Mohammed fue una de las activistas por los derechos de las mujeres más destacadas de Irak y trabajó desde principios de la década de 2000 “para proteger a las mujeres que enfrentan violencia de género, incluido el abuso doméstico, la trata y los llamados ‘asesinatos por honor’”, dijo Front Line Defenders.
Su trabajo incluyó el establecimiento de casas seguras, que albergaron a cientos de mujeres que sufrían explotación y abuso.
En una entrevista de 2022 En declaraciones a Al Jazeera, Mohammed describió los esfuerzos de su organización para apoyar a las mujeres iraquíes que sobrevivieron a la violencia a manos de ISIS (ISIL), que había tomado el control de grandes zonas del país.
“Las mujeres árabes musulmanas que fueron esclavizadas por ISIL y no han encontrado un lugar al que regresar, todavía viven en las sombras de la sociedad”, dijo en ese momento.
“No menos de 10.000 mujeres fueron víctimas de ataques del EIIL, y este feminicidio no es realmente reconocido por la comunidad internacional ni tratado de una manera que mantenga la dignidad o el respeto (o compense) a quienes fueron las víctimas”.
Años de amenazas
Mohammed había sido objeto de amenazas de muerte durante décadas, “destinadas a disuadirla de defender los derechos de las mujeres”, Front Line Defenders dijo. “Sin embargo, se mantuvo desafiante ante las amenazas del ISIS y otros grupos armados”.
En 2016 recibió el Premio Rafto “por su incansable trabajo por los derechos de las mujeres en Irak en condiciones extremadamente difíciles”.

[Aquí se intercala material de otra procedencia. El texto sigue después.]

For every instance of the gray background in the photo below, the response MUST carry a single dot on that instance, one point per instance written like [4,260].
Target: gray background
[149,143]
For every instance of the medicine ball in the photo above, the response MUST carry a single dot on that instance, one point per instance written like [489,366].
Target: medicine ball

La Fundación Rafto, el grupo sin fines de lucro con sede en Noruega que administra el premio, dijo que estaba “profundamente conmovida” por su asesinato. “Estamos profundamente conmocionados por este brutal ataque contra uno de los defensores de los derechos humanos más valientes de nuestro tiempo”, afirmó la fundación en una declaración.
“El asesinato representa no sólo un ataque a Yanar Mohammed como persona, sino también a los valores fundamentales a los que dedicó su vida a defender: la libertad de las mujeres, la democracia y los derechos humanos universales”.
Otros activistas y grupos de derechos humanos también rindieron homenaje a Mahoma esta semana, con Human Rights Watch. describiéndola como “una de las defensoras más valientes de los derechos de las mujeres en Irak” durante más de dos décadas.
“Yanar era una querida colega y amiga para muchos de nosotros en la comunidad feminista y de derechos de las mujeres, uno de nuestros íconos. Pasó su vida defendiendo los derechos de las mujeres en el entorno más peligroso”. dijo Agnès Callamardsecretario general de Amnistía Internacional.
“Ella enfrentó amenazas constantes, pero nunca se detuvo. Y hoy lloramos y lamentamos su energía, su compromiso, su profunda humanidad, su increíble coraje”.